Tailoring a customer’s journey on our website should be a positive experience, so to validate if customers are happy with the customisation of the Featured listing position, we can analyse their engagement through AB testing.
An AB test is a randomised experiment where we assign customers to either a test or control bucket as they enter our
website. Customers are typically shown different versions of the webpage depending on the bucket they
are assigned to. In the case of testing CDP segments, a customer in the test bucket will be shown an advert
in their search results that we believe fits their preferences based on our modelled data in the CDP. To illustrate how this works, let’s say a
customer in the test bucket is in the ELECTRIC
segment. We would show them an electric vehicle advert in the Featured listing position.
A customer in the control bucket, however, would be shown an advert in the Featured listing position with no customisation of their CDP body type or fuel type segment preference.
For a CDP segment AB Test, we have four groups of customers we can observe and compare:
This scenario differs slightly from conventional AB tests in that we must be careful of sample sizes. When we choose the percentage of traffic to run the experiment on, we must consider the size of the segments. For instance, if we create a 50% test bucket but only 20% of Auto Trader customers have a fuel type preference, we would only be testing the change on 10% of all Auto Trader customers. This means the test may take longer to run than a conventional AB test.
Prior to the AB test, we calculate power and run-time based on customers who have a preference segment only. Naturally, if a
customer is randomly assigned to the test bucket but they do not have a preference, their journey is exactly the same
as a control customer. Hence, we remove non-segment customers from our analysis because they may have different behaviour
from our in-segment customers which in turn can affect the results of the AB test. Further to that, as a rule, we would only customise
the Featured listing position if the customer did not already apply a search filter for the CDP segment.
Going back to our ELECTRIC
preference example, if the customer’s search was filtered on petrol vehicles, we would not
overwrite this filter to show electric cars as it could negatively impact their experience on site.
We have recently run AB tests using CDP segments for body type and fuel type independently using the methodology described above. In both instances, we have seen a positive uplift in the mean number of advert views per session in our test bucket. For body type, we saw an average uplift between +4.8% and +7.2%, and for fuel type an average uplift between +2.1% and +4.1%. These figures are at a 90% confidence interval, meaning if we repeated the test multiple times we would see the mean advert views per session appear between the specified interval 90% of the time.
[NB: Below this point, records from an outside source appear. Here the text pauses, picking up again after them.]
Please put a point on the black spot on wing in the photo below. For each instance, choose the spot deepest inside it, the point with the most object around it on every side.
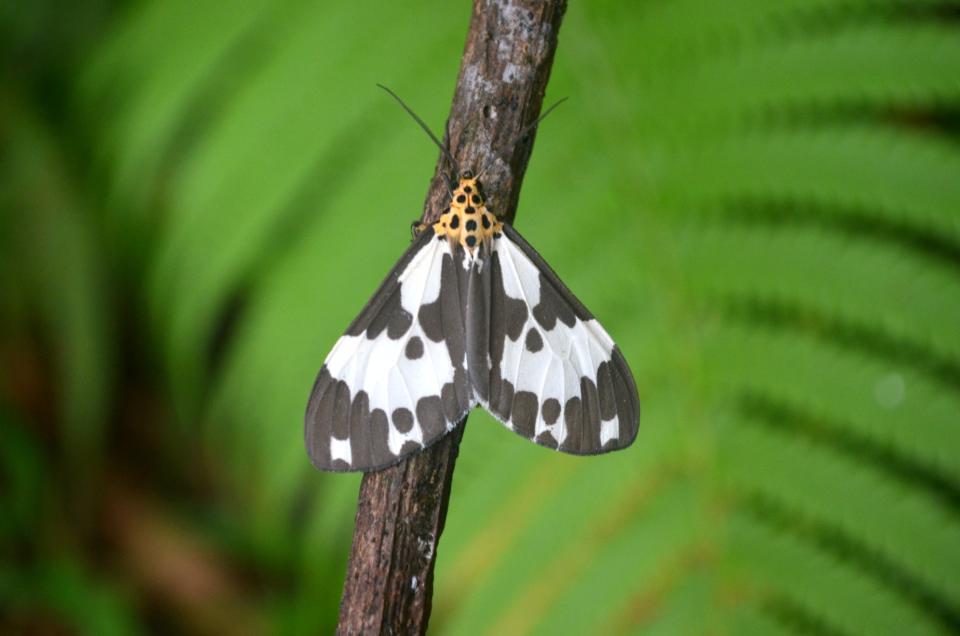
(379, 433)
(523, 415)
(402, 419)
(571, 418)
(545, 438)
(533, 342)
(392, 317)
(442, 320)
(551, 410)
(431, 418)
(414, 348)
(360, 454)
(557, 302)
(409, 448)
(507, 316)
(589, 418)
(607, 391)
(383, 309)
(552, 307)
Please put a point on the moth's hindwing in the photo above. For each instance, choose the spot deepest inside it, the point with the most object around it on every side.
(470, 315)
(396, 380)
(553, 374)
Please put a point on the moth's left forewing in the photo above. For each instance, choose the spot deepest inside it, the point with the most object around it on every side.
(554, 374)
(395, 382)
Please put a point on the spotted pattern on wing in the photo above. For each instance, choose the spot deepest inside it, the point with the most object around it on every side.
(471, 314)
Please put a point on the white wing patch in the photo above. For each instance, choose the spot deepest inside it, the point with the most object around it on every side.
(553, 363)
(457, 322)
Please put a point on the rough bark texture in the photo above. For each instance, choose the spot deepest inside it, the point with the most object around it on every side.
(400, 515)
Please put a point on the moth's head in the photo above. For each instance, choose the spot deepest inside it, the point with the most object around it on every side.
(467, 192)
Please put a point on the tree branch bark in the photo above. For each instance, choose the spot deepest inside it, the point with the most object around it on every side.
(401, 510)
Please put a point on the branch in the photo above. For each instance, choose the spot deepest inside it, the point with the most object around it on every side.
(400, 514)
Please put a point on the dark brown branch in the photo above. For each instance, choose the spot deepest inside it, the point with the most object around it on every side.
(400, 515)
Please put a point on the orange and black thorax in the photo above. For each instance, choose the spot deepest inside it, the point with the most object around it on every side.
(468, 221)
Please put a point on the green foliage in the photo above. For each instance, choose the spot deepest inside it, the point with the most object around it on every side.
(758, 199)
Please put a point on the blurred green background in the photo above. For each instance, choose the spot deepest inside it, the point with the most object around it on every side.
(760, 200)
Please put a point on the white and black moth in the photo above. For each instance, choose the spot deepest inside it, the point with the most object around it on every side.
(470, 315)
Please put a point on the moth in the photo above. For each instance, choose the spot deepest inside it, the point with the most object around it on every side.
(470, 315)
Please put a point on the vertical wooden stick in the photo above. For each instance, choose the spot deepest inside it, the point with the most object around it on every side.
(503, 76)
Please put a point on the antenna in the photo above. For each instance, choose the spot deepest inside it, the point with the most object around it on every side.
(426, 129)
(526, 131)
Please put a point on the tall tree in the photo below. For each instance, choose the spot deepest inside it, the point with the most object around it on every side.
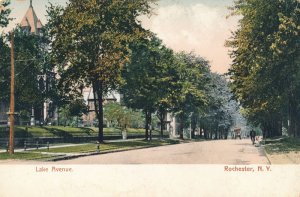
(4, 13)
(192, 73)
(90, 43)
(149, 80)
(265, 55)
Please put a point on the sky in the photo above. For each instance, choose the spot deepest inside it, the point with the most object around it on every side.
(183, 25)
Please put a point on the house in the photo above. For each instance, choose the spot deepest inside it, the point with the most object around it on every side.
(31, 22)
(33, 25)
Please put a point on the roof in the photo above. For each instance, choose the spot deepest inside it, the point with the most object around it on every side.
(31, 20)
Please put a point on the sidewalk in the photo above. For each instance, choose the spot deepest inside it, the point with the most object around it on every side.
(68, 145)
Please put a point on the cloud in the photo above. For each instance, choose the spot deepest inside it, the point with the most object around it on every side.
(197, 28)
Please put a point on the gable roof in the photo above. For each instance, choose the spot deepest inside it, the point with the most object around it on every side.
(31, 20)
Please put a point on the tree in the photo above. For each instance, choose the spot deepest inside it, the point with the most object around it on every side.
(190, 97)
(90, 43)
(4, 50)
(75, 108)
(31, 89)
(265, 55)
(4, 13)
(123, 116)
(148, 80)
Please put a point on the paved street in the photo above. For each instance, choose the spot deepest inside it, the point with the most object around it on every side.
(206, 152)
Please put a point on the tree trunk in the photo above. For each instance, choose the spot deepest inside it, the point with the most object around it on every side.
(98, 102)
(162, 124)
(193, 126)
(292, 117)
(146, 125)
(150, 125)
(181, 126)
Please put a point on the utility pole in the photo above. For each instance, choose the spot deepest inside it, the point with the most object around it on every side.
(12, 99)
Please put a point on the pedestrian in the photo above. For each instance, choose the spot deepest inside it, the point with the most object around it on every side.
(252, 135)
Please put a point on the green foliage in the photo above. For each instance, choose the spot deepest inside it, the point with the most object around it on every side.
(4, 13)
(265, 52)
(121, 116)
(149, 79)
(190, 96)
(90, 43)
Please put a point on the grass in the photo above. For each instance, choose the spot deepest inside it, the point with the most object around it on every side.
(61, 131)
(25, 156)
(108, 146)
(282, 145)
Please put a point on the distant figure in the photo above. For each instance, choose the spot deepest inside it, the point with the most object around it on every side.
(252, 135)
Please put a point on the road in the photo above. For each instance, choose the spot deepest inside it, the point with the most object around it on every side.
(233, 152)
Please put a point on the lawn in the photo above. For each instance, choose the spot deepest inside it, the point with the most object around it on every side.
(108, 146)
(282, 145)
(61, 131)
(25, 156)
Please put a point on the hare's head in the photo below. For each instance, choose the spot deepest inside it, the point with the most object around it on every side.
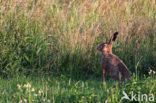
(106, 47)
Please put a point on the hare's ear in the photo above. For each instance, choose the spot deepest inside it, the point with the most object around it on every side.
(113, 38)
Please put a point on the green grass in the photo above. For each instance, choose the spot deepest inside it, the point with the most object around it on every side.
(52, 45)
(67, 90)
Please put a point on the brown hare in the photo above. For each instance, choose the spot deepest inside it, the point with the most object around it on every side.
(111, 64)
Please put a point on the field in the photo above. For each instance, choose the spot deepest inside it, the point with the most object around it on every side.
(48, 50)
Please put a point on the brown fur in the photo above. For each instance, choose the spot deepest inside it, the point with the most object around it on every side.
(111, 64)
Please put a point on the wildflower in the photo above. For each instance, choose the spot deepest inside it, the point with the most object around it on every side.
(40, 91)
(25, 100)
(28, 85)
(43, 100)
(33, 90)
(20, 101)
(35, 95)
(48, 101)
(19, 86)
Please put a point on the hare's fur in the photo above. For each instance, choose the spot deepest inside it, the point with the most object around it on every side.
(111, 64)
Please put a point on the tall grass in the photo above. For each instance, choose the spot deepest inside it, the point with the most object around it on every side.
(61, 36)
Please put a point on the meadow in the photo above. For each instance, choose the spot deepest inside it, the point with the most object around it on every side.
(48, 49)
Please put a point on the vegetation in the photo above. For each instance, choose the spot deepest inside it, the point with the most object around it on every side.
(59, 38)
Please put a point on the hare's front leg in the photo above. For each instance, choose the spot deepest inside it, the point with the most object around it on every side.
(103, 74)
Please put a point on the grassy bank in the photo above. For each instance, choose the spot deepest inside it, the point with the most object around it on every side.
(62, 36)
(48, 49)
(66, 90)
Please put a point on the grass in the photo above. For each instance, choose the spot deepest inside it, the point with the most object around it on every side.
(51, 45)
(66, 90)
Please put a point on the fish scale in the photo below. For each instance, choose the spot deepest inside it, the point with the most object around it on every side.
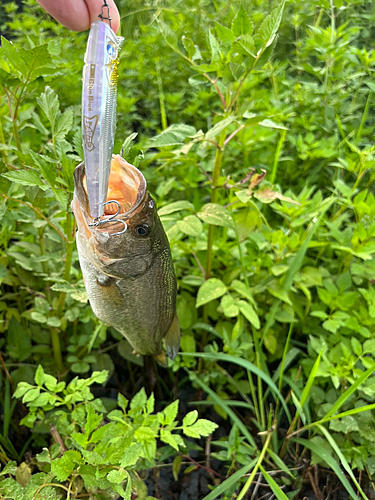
(130, 280)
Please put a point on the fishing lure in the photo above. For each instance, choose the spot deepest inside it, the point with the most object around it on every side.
(99, 99)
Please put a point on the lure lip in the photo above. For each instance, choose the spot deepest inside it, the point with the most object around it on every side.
(99, 91)
(82, 197)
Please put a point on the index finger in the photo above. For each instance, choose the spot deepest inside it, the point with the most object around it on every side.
(78, 15)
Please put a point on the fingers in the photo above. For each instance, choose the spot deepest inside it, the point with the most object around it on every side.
(78, 15)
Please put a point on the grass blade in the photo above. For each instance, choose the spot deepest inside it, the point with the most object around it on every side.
(277, 491)
(310, 380)
(343, 460)
(344, 397)
(224, 405)
(295, 266)
(230, 481)
(217, 356)
(331, 462)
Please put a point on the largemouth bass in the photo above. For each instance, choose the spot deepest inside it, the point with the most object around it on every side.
(129, 277)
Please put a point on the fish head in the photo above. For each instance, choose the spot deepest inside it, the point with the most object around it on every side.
(122, 245)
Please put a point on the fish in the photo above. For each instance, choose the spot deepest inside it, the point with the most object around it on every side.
(128, 274)
(99, 100)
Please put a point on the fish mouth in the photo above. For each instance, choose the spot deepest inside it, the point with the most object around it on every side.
(126, 186)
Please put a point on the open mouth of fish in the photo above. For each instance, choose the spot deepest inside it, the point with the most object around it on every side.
(126, 186)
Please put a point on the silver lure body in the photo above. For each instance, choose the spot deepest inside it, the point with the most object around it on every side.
(99, 99)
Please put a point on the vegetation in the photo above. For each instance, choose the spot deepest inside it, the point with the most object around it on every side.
(251, 123)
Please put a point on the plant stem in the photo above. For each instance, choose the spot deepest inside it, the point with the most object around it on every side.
(277, 156)
(214, 196)
(56, 347)
(164, 123)
(60, 306)
(255, 470)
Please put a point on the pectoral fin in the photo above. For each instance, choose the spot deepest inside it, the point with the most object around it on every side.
(172, 338)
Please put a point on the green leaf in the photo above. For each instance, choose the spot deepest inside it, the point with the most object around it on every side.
(172, 136)
(63, 124)
(19, 344)
(217, 215)
(278, 492)
(10, 468)
(93, 420)
(202, 427)
(64, 466)
(224, 405)
(173, 440)
(26, 178)
(170, 412)
(176, 206)
(219, 127)
(49, 103)
(190, 225)
(231, 481)
(225, 35)
(116, 476)
(131, 455)
(346, 395)
(190, 418)
(270, 25)
(215, 49)
(39, 375)
(145, 434)
(248, 311)
(211, 289)
(241, 24)
(139, 400)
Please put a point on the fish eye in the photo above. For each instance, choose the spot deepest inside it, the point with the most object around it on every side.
(142, 230)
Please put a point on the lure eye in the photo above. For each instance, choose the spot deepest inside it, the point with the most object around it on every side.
(142, 230)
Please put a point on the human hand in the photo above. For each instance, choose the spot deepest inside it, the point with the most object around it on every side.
(77, 15)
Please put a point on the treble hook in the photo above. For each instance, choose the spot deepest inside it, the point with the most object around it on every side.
(102, 17)
(99, 222)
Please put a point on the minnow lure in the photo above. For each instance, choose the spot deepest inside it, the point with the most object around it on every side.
(99, 99)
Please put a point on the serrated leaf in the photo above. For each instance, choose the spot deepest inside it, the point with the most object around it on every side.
(172, 136)
(49, 103)
(190, 418)
(10, 468)
(170, 412)
(64, 466)
(190, 225)
(215, 214)
(131, 455)
(211, 289)
(241, 24)
(219, 127)
(176, 206)
(225, 35)
(139, 400)
(215, 49)
(248, 311)
(116, 476)
(26, 178)
(270, 25)
(202, 427)
(172, 439)
(39, 375)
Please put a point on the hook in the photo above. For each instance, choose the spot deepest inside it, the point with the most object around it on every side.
(98, 221)
(102, 17)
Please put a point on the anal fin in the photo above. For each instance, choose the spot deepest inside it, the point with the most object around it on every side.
(172, 338)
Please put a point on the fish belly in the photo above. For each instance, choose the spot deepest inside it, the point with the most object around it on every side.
(140, 308)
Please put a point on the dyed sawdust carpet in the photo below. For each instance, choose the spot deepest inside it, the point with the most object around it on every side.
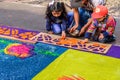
(52, 62)
(83, 65)
(15, 68)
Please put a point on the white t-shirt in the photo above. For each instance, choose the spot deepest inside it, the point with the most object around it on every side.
(98, 2)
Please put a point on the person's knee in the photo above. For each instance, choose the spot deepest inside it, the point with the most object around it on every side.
(57, 31)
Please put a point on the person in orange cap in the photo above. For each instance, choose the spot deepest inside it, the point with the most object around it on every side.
(102, 27)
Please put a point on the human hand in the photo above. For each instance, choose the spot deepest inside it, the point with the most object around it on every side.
(63, 35)
(73, 28)
(50, 32)
(101, 36)
(85, 40)
(83, 29)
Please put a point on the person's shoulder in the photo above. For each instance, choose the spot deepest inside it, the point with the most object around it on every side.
(98, 2)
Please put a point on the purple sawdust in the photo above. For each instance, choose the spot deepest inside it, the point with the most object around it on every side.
(114, 51)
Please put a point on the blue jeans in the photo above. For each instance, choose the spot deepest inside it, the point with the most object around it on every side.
(56, 28)
(84, 15)
(107, 39)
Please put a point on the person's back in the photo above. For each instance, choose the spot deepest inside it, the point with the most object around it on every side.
(102, 27)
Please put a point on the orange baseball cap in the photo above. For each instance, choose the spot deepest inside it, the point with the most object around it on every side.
(100, 11)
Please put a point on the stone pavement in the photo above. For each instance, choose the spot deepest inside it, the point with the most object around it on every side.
(31, 17)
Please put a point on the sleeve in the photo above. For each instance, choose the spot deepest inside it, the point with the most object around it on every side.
(48, 25)
(110, 27)
(91, 29)
(88, 35)
(63, 25)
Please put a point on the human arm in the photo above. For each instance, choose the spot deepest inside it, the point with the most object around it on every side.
(110, 27)
(48, 26)
(85, 27)
(76, 18)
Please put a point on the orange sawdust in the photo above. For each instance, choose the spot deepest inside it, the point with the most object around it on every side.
(69, 41)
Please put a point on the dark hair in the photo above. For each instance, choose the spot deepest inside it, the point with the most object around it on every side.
(56, 6)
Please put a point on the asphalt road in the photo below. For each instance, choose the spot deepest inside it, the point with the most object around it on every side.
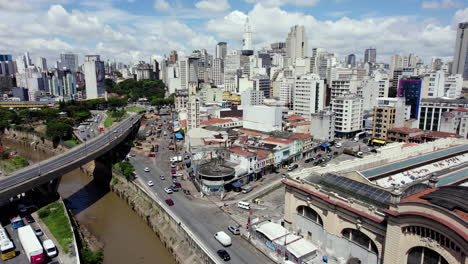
(202, 217)
(74, 154)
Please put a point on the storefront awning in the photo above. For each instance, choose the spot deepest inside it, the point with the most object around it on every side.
(378, 141)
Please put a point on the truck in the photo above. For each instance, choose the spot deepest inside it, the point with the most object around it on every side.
(17, 222)
(31, 245)
(353, 152)
(223, 238)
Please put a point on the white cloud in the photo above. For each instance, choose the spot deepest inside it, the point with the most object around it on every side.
(439, 4)
(213, 5)
(284, 2)
(390, 35)
(161, 4)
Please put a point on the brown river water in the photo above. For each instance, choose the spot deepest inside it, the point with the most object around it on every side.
(126, 238)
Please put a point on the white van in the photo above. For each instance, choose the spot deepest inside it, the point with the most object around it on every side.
(50, 248)
(243, 205)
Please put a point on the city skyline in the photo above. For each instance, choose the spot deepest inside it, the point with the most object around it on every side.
(135, 30)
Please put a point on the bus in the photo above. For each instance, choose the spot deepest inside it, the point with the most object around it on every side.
(7, 248)
(31, 245)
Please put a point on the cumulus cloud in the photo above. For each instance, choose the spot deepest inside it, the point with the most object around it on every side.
(161, 4)
(438, 4)
(284, 2)
(213, 5)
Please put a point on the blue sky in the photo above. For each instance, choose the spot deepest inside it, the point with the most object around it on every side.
(132, 30)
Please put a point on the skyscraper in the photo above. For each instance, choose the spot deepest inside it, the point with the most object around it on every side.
(221, 50)
(460, 57)
(69, 61)
(94, 76)
(173, 57)
(247, 39)
(351, 60)
(296, 43)
(370, 55)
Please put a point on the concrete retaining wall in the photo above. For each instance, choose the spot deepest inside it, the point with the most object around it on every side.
(180, 242)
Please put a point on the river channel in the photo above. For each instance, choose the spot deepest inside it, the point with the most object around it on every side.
(126, 238)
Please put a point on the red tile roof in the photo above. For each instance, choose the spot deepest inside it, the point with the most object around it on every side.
(294, 118)
(405, 130)
(303, 123)
(251, 132)
(301, 136)
(215, 121)
(241, 152)
(277, 140)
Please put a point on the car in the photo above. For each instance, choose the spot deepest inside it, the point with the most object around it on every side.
(234, 230)
(38, 231)
(169, 202)
(223, 254)
(29, 219)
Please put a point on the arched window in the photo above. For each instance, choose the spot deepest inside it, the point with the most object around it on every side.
(423, 255)
(309, 213)
(360, 238)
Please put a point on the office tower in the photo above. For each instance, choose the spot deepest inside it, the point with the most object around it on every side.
(460, 57)
(94, 77)
(370, 55)
(221, 50)
(309, 95)
(410, 88)
(41, 63)
(296, 43)
(69, 61)
(351, 60)
(173, 57)
(247, 49)
(218, 71)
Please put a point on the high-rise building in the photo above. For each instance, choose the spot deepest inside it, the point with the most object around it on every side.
(247, 39)
(309, 95)
(348, 113)
(410, 88)
(218, 71)
(221, 50)
(69, 61)
(296, 43)
(94, 77)
(351, 60)
(460, 57)
(370, 55)
(173, 57)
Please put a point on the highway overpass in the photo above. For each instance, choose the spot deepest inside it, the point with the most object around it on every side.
(52, 169)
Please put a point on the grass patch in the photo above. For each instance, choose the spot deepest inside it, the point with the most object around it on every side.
(71, 142)
(54, 217)
(12, 164)
(110, 120)
(134, 109)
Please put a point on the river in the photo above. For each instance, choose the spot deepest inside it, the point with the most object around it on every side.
(126, 238)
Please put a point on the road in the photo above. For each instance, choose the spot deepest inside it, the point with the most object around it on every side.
(70, 156)
(202, 217)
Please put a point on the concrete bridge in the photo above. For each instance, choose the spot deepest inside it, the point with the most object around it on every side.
(46, 174)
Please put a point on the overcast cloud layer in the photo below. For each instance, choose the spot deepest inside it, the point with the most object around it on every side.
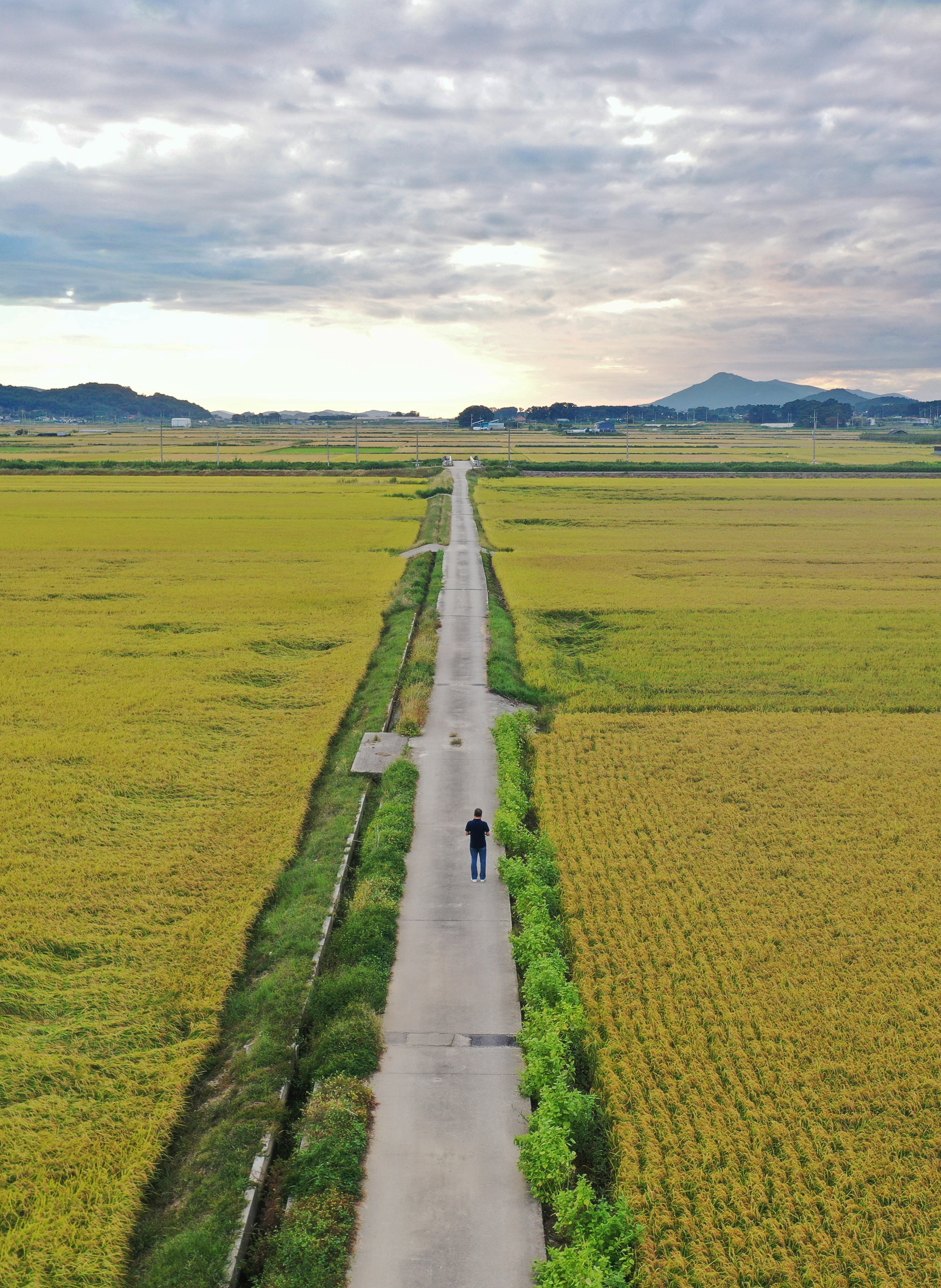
(597, 200)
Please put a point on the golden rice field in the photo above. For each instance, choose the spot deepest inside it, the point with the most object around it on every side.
(753, 901)
(176, 656)
(742, 594)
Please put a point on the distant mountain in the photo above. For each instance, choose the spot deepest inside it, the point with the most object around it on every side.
(103, 402)
(726, 389)
(855, 397)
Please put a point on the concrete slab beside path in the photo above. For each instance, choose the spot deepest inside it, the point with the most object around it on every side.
(445, 1202)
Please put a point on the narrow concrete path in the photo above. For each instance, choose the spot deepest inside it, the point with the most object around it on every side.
(445, 1202)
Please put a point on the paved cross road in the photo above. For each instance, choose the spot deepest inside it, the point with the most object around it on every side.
(445, 1204)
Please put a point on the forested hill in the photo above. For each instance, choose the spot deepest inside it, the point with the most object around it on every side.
(96, 401)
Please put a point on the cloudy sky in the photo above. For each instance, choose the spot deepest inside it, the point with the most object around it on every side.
(378, 203)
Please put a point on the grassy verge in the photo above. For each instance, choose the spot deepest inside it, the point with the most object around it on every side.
(566, 1155)
(309, 1244)
(195, 1201)
(18, 464)
(418, 674)
(504, 673)
(436, 526)
(499, 469)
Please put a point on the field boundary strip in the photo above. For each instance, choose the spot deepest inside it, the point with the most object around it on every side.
(195, 1206)
(592, 1234)
(262, 1161)
(261, 1166)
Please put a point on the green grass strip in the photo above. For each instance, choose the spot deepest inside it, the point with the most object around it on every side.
(238, 465)
(310, 1246)
(194, 1204)
(566, 1155)
(499, 469)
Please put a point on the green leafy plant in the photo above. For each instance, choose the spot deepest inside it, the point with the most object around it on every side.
(566, 1131)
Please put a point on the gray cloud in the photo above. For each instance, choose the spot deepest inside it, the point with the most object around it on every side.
(332, 159)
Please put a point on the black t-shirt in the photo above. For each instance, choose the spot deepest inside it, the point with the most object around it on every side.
(479, 834)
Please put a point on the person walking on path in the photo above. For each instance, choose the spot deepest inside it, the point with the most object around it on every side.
(478, 830)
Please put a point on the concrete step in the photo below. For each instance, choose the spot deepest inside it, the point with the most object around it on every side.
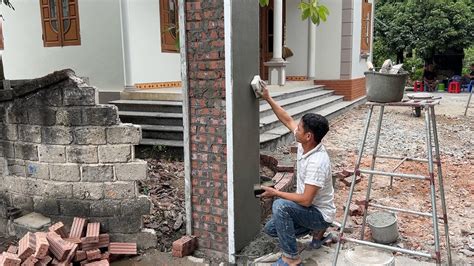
(162, 142)
(266, 109)
(162, 132)
(281, 135)
(271, 121)
(285, 93)
(149, 106)
(151, 118)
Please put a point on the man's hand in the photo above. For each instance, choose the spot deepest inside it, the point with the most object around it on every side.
(269, 192)
(265, 92)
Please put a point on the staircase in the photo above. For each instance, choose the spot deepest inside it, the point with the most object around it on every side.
(162, 120)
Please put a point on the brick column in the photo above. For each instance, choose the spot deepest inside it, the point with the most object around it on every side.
(223, 148)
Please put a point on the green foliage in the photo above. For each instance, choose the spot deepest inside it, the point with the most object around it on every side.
(431, 27)
(309, 10)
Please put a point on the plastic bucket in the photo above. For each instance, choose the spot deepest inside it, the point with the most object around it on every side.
(441, 87)
(384, 88)
(383, 226)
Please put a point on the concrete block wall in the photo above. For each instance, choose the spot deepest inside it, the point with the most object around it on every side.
(65, 155)
(207, 115)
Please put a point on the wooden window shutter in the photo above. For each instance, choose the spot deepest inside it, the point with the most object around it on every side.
(366, 27)
(50, 23)
(1, 35)
(60, 22)
(70, 23)
(168, 35)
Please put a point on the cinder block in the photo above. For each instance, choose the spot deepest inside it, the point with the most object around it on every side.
(69, 117)
(100, 115)
(74, 208)
(135, 170)
(8, 149)
(88, 191)
(120, 190)
(124, 134)
(97, 173)
(184, 246)
(42, 117)
(10, 132)
(105, 208)
(37, 170)
(80, 96)
(26, 151)
(82, 154)
(115, 153)
(138, 206)
(52, 153)
(28, 133)
(57, 135)
(89, 135)
(47, 206)
(65, 172)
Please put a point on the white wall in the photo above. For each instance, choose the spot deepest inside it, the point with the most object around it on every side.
(296, 40)
(359, 65)
(147, 62)
(99, 56)
(328, 42)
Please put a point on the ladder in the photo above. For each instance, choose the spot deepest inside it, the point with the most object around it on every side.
(431, 143)
(469, 100)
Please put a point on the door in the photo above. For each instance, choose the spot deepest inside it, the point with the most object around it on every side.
(266, 35)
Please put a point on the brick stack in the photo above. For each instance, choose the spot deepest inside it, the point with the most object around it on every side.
(64, 155)
(56, 247)
(206, 86)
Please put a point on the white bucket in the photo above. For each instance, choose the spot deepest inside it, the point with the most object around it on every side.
(383, 226)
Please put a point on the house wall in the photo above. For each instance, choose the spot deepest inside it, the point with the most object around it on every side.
(99, 57)
(146, 61)
(328, 42)
(296, 40)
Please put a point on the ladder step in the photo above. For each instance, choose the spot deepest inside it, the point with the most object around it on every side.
(396, 249)
(376, 172)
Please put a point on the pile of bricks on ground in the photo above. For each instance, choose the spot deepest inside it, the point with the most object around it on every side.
(56, 247)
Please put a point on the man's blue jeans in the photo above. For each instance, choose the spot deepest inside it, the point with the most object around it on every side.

Now that we’re using customer segments to modify the behaviour of search, if something breaks we can end up negatively impacting the customer experience, so we monitor the segment performance. We do this by looking at the vehicles viewed by customers and comparing them against the segments we had assigned to those customers. For each segment, we can then calculate the proportion of customers in the segment. Along with this, we calculate the precision (the proportion of vehicles viewed by a customer that match the segment) and the recall (the proportion of vehicles matching a segment that were viewed by a customer in that segment) of the segment.
The plot below shows this monitoring for our fuel type segments. Most customers are either in the petrol or
diesel segments, and around 1.5% of customers are in the ELECTRIC
segment. When a customer is in the ELECTRIC
segment,
roughly 70% of the vehicles they view are electric (the segment precision) and almost 50% of all electric vehicle views
come from members of the segment (the segment recall).
In this blog post, we’ve demonstrated how we can use our Customer Data Platform to improve the search experience on Auto Trader. So far, we’ve only looked at segments for body type and fuel type, and we’ve only personalised one of the search positions. There’s opportunity to go further.
Next, we’re planning to explore segments linked to other vehicle attributes. Price, mileage, and vehicle age are all promising candidates. We’ll also explore how the segments interact with each other, and how best to personalise the results when a customer is in multiple segments. Should we give equal weight to all segments, or are some more valuable than others? We’re also in the process of personalising more of our search results, not just the Featured listing, all with the aim of giving customers an even more relevant search experience.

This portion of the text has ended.